Last week, the U.S. Supreme Court upheld a broader definition of what qualifies as racial discrimination under the Fair Housing Act of 1968 to include not only overt discrimination, but also policies that may seem fair on the surface, yet nevertheless adversely affect minorities.
The court ruled 5-4 in favor of a nonprofit group, which had argued that a Texas agency’s tax incentives for providing low-income housing were discriminatory because they caused minorities to be segregated to high-poverty areas – areas with worse schools, higher mortality rates and fewer opportunities overall.
Income segregation has increased over the past three decades in 27 of the largest 30 metropolitan areas across the U.S., according to a 2012 Pew Research Center report. In Dallas and many of the other metro areas we mapped, there were clear divisions between low-income neighborhoods and middle- and upper-income areas, as well as divisions along racial lines.
Our analysis found that, in the Dallas-Fort Worth-Arlington and Houston metros, 37% of low-income households (those that take in less than 67% of the metro area’s median annual household income, for example less than $38,000 in Dallas) are located in census tracts in which at least half of households are low-income. Residential concentration among upper-income households (defined as making at least 200% of the metro area’s median household income, for example at least $113,000 in Dallas) is also high in Texas. Houston and Dallas topped the charts among the 10 largest metropolitan areas, with 24% and 23%, respectively, of upper-income households lying in census tracts that were at least half upper-income.

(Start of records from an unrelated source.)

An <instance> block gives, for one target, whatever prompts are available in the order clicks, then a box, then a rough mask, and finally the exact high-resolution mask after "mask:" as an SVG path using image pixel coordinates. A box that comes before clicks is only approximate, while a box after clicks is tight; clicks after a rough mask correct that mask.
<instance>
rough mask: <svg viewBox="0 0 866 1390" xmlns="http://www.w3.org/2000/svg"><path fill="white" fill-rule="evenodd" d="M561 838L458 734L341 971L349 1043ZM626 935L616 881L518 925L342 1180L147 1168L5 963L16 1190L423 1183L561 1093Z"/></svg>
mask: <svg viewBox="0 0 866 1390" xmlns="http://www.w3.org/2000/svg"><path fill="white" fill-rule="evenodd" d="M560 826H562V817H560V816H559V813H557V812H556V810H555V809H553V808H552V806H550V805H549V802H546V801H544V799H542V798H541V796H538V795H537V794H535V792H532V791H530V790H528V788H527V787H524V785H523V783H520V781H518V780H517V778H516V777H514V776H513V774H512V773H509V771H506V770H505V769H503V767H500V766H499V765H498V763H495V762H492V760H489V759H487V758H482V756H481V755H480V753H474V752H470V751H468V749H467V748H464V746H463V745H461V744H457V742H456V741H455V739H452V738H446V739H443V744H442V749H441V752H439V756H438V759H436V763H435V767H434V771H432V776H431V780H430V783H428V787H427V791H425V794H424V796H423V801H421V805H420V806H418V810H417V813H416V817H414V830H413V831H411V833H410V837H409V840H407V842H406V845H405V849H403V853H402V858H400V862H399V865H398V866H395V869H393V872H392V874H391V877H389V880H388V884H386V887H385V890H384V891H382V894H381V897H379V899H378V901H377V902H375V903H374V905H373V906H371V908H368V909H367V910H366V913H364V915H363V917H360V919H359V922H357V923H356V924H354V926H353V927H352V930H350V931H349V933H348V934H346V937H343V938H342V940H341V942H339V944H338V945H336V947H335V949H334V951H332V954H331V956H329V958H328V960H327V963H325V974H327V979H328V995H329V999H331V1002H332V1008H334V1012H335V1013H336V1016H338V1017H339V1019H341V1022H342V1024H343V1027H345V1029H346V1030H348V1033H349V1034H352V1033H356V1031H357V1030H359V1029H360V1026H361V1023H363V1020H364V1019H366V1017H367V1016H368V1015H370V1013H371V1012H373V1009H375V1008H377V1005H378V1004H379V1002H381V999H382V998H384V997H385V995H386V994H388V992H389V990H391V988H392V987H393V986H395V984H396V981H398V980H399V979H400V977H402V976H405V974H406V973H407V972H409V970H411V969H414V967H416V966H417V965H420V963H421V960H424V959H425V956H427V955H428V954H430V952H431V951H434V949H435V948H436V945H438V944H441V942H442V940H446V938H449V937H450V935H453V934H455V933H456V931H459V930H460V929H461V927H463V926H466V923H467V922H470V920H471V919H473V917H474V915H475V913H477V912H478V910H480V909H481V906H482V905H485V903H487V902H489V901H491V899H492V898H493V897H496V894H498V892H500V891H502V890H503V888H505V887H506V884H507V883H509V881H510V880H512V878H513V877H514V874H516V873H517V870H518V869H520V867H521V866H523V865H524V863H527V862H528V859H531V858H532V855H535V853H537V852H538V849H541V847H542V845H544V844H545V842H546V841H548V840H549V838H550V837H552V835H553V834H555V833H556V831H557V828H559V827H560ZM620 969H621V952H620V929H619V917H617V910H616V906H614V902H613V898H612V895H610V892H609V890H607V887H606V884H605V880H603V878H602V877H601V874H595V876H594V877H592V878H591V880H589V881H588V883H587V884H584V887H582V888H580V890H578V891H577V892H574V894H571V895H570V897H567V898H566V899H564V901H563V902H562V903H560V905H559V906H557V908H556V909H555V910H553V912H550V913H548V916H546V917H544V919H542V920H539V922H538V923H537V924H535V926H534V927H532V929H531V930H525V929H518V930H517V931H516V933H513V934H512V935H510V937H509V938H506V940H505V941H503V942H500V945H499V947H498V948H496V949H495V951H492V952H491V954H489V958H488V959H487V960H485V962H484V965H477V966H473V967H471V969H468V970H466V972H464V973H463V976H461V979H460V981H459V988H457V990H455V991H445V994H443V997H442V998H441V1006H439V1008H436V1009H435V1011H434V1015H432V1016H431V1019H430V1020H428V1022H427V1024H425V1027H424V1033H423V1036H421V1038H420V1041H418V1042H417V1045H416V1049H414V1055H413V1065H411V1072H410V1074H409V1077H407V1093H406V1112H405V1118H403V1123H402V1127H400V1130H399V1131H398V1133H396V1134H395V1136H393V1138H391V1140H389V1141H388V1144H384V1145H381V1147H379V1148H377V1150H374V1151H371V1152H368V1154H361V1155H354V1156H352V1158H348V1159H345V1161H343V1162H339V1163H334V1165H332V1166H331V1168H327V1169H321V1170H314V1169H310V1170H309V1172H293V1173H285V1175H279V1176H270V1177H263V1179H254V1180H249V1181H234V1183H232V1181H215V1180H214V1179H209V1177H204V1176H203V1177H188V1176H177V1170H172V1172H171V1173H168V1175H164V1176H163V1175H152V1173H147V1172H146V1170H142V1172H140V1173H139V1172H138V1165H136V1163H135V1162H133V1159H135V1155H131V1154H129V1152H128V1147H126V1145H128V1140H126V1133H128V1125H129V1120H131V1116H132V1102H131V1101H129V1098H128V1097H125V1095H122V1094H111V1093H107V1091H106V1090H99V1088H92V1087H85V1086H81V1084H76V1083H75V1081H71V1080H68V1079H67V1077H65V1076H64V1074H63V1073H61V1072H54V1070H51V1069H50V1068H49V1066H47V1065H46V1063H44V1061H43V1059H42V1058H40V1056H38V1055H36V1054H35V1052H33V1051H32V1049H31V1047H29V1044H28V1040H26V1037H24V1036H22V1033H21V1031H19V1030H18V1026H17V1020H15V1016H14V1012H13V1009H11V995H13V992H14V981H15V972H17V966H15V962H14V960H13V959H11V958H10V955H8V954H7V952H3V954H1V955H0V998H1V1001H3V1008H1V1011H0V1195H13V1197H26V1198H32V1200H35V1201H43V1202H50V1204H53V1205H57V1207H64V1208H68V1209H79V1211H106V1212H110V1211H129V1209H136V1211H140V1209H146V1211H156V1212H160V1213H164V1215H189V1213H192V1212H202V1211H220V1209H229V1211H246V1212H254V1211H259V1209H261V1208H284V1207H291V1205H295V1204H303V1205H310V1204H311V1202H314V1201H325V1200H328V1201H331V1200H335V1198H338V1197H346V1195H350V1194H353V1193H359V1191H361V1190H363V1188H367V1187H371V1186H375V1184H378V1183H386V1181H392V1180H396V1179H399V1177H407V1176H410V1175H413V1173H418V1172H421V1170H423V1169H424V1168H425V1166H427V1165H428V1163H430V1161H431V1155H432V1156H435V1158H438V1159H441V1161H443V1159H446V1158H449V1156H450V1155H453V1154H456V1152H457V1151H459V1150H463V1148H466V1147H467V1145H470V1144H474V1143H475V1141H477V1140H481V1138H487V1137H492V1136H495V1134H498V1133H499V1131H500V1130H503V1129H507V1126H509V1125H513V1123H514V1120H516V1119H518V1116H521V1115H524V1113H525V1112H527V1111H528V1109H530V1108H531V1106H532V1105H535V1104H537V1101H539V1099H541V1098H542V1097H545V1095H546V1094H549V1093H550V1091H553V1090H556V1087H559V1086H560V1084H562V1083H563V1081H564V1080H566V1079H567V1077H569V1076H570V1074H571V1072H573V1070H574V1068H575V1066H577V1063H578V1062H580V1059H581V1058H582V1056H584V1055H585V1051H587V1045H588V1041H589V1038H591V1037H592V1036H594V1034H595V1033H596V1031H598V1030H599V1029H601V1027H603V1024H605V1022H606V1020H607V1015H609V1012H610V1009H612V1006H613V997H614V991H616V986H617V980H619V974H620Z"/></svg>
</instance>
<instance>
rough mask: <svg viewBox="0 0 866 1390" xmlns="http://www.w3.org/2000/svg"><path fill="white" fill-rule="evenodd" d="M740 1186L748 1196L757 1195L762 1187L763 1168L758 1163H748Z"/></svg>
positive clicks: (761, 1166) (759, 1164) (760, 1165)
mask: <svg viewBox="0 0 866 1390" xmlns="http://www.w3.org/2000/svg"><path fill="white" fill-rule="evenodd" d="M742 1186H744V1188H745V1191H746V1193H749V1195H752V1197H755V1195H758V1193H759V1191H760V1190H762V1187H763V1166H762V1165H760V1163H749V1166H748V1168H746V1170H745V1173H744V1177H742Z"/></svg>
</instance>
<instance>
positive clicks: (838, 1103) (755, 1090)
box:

Overall, these cities (along with the San Antonio metro area) had the highest Residential Income Segregation Index (RISI) scores among the country’s largest metropolitan areas in 2010; Dallas scored 60 points on our 200-point scale, where 200 signifies complete segregation by income. Meanwhile, the median RISI score for America’s top 10 metropolitan areas was 50, and Boston scored only a 36.
However, our 2012 report also found that residential segregation by income is still less prevalent than segregation by race, despite the fact that black-white segregation has been falling for decades nationally.
We mapped the Dallas metropolitan area by race of the head of household and by household income using data from the Census Bureau’s American Community Survey five-year estimates, centered on 2008 – the year the Supreme Court case on housing discrimination was filed. Census tracts with more than 50% of households headed by non-Hispanics whites were considered majority white, while all others were considered majority non-white.
Looking at the income and race maps shows a great deal of overlap between areas that are predominantly low-income and areas that are predominantly non-white in Dallas. There are 1,311 populated census tracts in the Dallas metropolitan area, and 19% of those are predominantly minority and majority low-income. Most of these are located in the southern part of the city of Dallas, separated from wealthier areas by Interstate 30, or in downtown Fort Worth.
Of the 306 majority lower-income census tracts in the Dallas-Fort Worth area, 83% are predominantly non-white. Meanwhile, 95% of the 108 majority upper-income tracts are predominantly non-Hispanic white. Majority middle- and mixed-income tracts that are predominantly non-Hispanic white account for 52% of the Dallas metropolitan tracts, located mostly in suburban areas.